According to the Wall Street Journal, Netflix may have actually reaped a “windfall” of new subscribers after lowering the boom on password sharing.
Citing data from analytics firm Antenna, the Journal reports that Netflix may have scooped up more new subscribers during a four-day period in late May than it did in any other four-day span since 2019, when Antenna first began its tracking.
Notably, the four-day period in question (May 23-25) took place just after Netflix announced its new account-sharing policy and pricing in the U.S. and other territories.

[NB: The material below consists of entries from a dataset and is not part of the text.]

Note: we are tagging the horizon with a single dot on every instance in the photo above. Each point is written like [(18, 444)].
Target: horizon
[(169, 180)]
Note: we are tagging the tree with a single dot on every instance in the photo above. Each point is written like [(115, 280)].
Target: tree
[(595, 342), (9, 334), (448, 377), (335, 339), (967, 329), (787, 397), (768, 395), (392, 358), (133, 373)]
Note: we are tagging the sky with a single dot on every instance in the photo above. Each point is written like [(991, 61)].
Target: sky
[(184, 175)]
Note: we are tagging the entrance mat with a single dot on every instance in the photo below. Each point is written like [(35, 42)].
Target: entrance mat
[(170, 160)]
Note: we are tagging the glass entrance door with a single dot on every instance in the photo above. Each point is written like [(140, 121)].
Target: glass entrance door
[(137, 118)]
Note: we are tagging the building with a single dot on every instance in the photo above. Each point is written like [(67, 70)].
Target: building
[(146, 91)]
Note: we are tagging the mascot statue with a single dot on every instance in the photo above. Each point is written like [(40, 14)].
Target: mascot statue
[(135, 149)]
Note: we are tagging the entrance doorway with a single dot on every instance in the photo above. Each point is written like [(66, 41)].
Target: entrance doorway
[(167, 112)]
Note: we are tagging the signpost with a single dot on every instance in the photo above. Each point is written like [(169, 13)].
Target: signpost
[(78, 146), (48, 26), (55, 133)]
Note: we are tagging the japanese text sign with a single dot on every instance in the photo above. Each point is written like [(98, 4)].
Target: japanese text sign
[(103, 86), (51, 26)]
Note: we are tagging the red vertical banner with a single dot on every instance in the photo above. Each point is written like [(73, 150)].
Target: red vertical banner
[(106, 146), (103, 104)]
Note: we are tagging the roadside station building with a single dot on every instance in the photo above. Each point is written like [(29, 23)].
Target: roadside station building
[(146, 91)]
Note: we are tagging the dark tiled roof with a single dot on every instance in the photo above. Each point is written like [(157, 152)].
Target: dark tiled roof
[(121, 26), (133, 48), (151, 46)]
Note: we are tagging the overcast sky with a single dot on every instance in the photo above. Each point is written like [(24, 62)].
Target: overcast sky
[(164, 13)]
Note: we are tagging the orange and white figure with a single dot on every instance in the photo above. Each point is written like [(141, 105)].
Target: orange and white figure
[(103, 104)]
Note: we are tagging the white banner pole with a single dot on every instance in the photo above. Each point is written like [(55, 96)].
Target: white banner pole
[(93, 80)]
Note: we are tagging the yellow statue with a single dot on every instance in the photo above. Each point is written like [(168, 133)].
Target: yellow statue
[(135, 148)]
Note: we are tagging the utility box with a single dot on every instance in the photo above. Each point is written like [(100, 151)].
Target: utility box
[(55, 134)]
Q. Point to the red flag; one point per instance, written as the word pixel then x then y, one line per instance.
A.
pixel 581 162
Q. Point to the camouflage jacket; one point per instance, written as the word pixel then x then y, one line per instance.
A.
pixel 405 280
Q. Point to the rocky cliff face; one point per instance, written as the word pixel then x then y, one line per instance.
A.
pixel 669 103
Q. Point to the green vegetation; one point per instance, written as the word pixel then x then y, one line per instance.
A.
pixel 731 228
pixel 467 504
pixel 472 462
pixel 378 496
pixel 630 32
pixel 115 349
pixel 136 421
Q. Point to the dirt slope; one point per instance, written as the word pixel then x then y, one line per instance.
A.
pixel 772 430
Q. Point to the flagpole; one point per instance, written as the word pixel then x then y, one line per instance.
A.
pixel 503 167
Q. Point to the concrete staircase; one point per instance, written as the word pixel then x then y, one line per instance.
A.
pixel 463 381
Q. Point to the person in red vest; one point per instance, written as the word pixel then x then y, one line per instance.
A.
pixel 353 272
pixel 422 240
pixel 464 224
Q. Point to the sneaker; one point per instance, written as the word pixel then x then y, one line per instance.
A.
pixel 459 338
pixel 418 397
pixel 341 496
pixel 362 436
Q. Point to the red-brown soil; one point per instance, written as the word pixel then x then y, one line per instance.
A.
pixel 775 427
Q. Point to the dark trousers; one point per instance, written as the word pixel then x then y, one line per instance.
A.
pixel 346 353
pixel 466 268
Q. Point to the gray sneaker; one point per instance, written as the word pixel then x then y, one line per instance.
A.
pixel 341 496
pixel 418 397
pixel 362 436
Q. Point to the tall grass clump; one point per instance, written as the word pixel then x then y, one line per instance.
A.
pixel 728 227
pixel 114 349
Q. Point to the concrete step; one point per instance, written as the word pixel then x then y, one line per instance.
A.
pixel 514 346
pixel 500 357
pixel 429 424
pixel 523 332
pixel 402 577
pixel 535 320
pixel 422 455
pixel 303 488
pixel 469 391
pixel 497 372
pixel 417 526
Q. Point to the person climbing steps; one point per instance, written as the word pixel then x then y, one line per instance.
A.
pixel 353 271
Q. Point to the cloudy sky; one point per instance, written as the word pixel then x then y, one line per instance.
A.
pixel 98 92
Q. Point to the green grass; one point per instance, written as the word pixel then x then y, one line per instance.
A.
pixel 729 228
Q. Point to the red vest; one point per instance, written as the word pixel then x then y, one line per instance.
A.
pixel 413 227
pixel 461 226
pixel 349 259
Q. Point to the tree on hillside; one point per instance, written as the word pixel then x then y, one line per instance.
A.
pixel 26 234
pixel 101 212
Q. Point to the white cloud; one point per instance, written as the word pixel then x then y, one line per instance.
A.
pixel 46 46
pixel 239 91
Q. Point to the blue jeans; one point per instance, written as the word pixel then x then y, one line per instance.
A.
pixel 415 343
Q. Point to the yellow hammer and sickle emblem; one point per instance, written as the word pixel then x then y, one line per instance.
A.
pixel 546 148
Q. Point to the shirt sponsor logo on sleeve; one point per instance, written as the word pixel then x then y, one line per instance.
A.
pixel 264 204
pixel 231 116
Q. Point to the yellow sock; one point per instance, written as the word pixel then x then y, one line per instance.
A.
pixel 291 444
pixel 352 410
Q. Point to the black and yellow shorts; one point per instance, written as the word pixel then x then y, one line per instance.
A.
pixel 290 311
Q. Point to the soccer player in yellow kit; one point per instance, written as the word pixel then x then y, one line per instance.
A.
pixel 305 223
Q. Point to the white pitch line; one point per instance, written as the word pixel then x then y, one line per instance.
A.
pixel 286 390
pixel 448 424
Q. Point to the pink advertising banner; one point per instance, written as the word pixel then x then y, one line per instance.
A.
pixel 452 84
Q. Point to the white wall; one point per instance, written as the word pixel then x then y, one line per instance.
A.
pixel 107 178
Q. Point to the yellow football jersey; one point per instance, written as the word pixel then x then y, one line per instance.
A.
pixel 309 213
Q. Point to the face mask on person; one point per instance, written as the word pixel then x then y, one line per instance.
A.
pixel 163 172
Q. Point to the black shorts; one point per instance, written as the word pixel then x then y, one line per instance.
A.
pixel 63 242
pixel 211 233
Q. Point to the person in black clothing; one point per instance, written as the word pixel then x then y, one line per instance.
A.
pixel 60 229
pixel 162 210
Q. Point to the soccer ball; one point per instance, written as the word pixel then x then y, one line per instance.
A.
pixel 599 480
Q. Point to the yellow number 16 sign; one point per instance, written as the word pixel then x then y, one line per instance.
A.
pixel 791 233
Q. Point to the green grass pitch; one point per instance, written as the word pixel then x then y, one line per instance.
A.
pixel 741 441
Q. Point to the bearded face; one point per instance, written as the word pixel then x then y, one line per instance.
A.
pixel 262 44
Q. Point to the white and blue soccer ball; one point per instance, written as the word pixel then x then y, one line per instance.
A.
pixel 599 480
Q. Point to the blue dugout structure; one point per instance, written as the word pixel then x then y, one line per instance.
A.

Netflix, which has estimated that more than 100 million households have shared their account passwords with others, lost subscribers for the first time in a decade in the first quarter of last year, but the streamer has been slowly adding to its subscriber tally again following that disastrous Q1 2022 report.
Of course, the figures from Antenna are just estimates, and only over a brief four-day period. For hard data, we’ll have to wait for Netflix to release its next quarterly earnings report, which is due in July.
But if Antenna’s data holds up, it could be a sign that a fair number of Netflix users who had been sharing someone else’s password have decided to go legit rather than ditching the service altogether.
Antenna’s findings also counter worrying reports (for Netflix, anyway) that the streamer lost a million users in Spain following the password-sharing crackdown.
Netflix announced in late May how much it would charge subscribers in the U.S. and other regions to share their accounts with those outside their households.
In the United States, you’ll need to cough up $7.99 a month per “extra member.”
The move followed more than two years of tests and pilot programs, with Netflix slowly but surely inching its way toward a broader password-sharing crackdown.
Netflix can detect whether you’re sharing someone else’s password using a combination of IP addresses, device IDs, and “account activity from devices signed to the Netflix account,” and it may also ask you to verify your device using a four-digit code sent to the account holder.
But while Netflix now offers an above-board way to share your account with someone outside your household, it hasn’t begun actively blocking Netflix password-sharing freeloaders–or at least, not yet.